In order to help the children understand plot, I tell two variants of the same folktale, such as:

  • the "Lad Who Went to the North Wind" (Peter Asbjornsen, East o' the Sun and West o' the Moon, Macmillan, 1953) and
  • the "Magic Cooking Pot" (Faith M. Towle, The Magic Cooking Pot, Houghton Mifflin, 1975).
Any folktale with a clear, simple structure will do.

Then I ask what is similar about the two stories. One fifth grade class listed these similarities:

  • magic things were stolen
  • things were given by a supernatural being
  • cheap things replaced the magic things
  • they used one of the magic things to get the stuff back.

Pointing to the list, I inquired of my students: "what do we have here?" The answer came back: that's the story - the plot.

After reaching this conclusion, we put the list in order and add any missing steps. We have described the plots of both stories.

Now I give them the assignment to make a story with the same plot, but with new setting, characters and details.

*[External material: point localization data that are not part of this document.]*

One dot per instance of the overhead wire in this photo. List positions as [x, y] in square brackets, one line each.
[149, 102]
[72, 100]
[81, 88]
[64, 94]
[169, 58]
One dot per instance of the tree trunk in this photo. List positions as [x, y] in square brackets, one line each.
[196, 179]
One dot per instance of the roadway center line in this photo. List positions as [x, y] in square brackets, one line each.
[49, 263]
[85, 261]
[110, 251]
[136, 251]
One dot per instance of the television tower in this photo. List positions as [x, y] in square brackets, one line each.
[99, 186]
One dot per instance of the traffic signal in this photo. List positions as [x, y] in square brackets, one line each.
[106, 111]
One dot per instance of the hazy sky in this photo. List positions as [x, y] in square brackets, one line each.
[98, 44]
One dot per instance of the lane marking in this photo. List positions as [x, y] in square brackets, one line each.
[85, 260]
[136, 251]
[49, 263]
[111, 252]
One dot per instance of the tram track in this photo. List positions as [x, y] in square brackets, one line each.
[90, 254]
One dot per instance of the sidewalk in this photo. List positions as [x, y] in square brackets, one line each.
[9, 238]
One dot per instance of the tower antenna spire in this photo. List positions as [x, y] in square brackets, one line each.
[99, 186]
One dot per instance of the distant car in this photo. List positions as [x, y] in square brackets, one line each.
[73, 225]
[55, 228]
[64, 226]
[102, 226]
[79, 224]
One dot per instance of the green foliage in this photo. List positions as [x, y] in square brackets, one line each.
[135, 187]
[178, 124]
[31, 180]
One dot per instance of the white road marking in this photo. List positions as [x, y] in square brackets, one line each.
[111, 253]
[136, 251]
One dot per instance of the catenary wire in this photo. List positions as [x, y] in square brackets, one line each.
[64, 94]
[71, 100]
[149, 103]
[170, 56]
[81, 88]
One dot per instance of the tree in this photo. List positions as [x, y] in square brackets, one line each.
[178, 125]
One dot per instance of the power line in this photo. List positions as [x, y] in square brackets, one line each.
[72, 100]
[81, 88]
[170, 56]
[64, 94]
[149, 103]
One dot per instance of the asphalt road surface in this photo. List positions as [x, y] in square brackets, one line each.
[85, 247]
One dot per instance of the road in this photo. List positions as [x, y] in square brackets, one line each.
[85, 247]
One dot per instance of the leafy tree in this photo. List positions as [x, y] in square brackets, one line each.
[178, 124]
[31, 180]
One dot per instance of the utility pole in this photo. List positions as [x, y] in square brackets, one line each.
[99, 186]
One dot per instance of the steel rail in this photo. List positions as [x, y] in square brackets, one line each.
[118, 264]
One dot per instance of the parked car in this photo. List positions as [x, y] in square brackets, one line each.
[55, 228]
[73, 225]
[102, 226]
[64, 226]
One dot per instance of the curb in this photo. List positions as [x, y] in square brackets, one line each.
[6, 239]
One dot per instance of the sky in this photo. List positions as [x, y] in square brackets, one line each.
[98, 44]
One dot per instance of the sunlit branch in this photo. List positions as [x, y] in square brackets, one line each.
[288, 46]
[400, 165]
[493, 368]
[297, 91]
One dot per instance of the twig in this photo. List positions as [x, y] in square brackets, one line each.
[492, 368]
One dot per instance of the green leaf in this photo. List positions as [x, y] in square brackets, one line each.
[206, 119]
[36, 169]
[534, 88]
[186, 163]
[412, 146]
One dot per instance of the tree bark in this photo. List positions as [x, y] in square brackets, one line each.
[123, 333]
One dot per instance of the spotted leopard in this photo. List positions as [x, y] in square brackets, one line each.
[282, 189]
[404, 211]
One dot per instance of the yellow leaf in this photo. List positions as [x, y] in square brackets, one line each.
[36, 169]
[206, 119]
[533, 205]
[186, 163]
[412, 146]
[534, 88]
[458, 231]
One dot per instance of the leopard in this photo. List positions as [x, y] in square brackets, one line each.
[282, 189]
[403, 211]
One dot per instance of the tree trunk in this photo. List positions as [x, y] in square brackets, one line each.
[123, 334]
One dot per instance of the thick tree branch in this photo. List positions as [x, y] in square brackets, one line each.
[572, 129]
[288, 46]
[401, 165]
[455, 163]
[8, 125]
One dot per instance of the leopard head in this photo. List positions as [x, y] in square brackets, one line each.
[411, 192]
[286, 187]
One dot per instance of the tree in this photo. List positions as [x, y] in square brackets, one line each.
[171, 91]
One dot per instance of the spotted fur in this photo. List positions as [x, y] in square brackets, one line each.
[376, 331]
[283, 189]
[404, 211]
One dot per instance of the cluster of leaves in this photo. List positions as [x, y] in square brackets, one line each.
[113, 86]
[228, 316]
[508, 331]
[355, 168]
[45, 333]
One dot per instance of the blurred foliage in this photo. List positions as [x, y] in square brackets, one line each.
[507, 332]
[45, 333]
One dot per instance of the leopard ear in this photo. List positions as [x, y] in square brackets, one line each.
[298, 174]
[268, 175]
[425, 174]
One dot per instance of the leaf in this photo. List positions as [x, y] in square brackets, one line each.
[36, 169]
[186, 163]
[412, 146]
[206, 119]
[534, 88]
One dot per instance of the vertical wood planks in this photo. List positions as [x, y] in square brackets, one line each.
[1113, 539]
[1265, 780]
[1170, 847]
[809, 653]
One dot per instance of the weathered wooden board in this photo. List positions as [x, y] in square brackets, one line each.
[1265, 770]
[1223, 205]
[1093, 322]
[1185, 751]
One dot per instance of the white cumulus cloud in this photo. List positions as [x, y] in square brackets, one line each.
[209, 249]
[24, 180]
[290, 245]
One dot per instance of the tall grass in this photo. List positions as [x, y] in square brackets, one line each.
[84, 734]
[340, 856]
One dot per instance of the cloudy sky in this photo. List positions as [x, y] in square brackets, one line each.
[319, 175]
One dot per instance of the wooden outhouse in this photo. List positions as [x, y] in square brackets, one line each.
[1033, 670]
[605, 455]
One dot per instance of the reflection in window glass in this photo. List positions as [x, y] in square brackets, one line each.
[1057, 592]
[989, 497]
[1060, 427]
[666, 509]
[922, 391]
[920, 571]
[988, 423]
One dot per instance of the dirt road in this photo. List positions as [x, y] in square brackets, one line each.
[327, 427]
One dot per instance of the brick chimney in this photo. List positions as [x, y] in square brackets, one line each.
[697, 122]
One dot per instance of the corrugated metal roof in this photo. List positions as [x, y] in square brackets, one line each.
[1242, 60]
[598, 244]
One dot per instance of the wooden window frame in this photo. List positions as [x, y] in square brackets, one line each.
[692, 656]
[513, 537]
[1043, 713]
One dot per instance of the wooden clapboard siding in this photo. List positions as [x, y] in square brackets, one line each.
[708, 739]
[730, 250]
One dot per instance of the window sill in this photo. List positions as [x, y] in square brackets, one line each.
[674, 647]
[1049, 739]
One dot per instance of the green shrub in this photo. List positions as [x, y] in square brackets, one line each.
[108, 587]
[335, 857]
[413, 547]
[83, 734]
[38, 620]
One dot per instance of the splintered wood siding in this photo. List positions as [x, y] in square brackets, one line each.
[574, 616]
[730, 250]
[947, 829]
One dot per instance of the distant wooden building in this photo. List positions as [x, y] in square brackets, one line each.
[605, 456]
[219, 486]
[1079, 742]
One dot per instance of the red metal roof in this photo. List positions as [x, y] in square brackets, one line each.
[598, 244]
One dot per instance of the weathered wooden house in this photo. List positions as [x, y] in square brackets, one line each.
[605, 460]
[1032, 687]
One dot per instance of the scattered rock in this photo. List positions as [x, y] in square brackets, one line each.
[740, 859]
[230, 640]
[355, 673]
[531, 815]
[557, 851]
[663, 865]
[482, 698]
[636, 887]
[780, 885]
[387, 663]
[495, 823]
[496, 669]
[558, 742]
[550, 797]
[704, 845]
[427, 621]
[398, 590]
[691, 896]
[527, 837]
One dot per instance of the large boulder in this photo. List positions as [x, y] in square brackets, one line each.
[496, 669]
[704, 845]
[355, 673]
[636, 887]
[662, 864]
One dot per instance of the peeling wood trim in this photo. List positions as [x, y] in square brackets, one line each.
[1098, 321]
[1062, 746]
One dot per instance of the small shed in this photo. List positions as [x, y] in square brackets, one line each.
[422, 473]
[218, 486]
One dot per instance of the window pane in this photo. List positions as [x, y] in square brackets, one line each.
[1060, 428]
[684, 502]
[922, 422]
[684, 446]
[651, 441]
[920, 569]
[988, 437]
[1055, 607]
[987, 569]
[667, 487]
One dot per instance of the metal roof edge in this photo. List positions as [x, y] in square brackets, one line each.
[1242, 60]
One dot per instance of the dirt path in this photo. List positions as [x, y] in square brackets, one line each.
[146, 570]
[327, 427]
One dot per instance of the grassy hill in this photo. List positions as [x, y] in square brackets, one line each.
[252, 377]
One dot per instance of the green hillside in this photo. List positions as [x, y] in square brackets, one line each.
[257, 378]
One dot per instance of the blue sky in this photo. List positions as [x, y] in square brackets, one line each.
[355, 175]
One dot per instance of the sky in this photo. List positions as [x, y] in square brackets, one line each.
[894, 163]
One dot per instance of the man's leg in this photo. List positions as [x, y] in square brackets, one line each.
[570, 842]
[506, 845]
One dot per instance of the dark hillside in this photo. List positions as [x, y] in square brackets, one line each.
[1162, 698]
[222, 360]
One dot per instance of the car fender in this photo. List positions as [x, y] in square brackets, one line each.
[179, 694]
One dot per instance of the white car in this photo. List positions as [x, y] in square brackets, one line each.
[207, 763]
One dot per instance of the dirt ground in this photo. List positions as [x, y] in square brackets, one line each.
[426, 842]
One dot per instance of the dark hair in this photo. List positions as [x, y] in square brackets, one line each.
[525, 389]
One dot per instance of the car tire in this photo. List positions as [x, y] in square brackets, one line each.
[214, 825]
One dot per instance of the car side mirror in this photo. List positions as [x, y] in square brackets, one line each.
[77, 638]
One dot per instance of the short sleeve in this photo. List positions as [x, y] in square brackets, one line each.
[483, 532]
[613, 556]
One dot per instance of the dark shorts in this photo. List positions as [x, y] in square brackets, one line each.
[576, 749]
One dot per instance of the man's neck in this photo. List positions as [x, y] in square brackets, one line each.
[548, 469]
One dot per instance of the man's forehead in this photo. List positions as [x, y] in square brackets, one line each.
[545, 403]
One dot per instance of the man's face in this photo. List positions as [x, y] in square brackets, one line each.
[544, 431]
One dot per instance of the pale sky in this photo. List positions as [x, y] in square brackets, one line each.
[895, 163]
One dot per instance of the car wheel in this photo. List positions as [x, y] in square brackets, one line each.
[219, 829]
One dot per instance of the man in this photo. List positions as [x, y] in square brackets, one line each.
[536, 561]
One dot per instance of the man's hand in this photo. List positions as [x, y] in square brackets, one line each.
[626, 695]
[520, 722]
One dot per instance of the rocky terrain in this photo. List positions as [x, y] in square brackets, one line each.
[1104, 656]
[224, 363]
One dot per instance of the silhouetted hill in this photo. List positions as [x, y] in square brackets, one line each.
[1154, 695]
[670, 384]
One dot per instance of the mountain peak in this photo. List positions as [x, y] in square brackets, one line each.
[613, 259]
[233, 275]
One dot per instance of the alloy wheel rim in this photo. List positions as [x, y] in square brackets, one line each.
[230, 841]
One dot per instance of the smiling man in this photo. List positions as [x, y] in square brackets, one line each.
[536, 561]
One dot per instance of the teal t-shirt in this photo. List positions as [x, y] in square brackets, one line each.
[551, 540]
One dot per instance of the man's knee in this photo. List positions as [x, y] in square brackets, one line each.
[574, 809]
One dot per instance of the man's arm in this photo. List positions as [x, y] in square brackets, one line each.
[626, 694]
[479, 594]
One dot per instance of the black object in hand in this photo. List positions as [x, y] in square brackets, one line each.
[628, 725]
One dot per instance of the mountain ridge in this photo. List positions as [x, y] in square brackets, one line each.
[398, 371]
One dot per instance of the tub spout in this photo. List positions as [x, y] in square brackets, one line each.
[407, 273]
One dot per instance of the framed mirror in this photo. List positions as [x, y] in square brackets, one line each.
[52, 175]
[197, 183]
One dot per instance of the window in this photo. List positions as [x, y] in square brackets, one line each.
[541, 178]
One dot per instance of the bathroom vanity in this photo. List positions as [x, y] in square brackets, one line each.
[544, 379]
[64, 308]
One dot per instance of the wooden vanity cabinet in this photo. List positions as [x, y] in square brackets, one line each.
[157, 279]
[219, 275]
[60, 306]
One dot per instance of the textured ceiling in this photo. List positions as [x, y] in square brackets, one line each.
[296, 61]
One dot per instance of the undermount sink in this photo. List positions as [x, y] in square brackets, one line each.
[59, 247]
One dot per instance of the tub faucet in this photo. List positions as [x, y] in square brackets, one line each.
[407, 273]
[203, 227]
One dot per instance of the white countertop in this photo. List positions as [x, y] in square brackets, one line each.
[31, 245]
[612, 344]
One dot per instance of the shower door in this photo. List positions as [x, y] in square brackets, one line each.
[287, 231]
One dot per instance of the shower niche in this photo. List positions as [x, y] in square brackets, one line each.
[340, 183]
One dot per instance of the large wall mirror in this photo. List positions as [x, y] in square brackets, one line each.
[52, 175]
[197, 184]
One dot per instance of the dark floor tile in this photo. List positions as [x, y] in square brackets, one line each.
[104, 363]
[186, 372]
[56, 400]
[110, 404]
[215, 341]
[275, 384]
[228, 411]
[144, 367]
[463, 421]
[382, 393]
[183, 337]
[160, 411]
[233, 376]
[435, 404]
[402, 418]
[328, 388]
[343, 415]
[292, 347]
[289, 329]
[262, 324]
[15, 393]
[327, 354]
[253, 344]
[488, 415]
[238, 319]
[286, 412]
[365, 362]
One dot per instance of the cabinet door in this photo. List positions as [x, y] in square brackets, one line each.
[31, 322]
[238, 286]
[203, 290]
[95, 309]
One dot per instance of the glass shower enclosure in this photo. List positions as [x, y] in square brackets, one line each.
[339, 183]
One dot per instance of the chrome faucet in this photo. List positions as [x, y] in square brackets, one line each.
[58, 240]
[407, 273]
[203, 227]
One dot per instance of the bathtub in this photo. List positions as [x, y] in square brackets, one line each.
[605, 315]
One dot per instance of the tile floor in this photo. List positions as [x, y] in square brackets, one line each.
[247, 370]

In this example, each story must have:

  • a major character, who is given
  • a magic object
  • a supernatural being who gives the magic object;
  • the major character then stops to rest, only to have the object stolen and replaced with a worthless object;
  • the major character returns to the being to get another magic object which is used to get the first one back.

Students have used these plots to produce:

  • oral tales
  • written stories
  • tape recordings
  • comic strips and even
  • plays.
And when the time comes to hear a classmate's motif or plot, they listen raptly - intrigued by new solutions to the familiar problems of their craft.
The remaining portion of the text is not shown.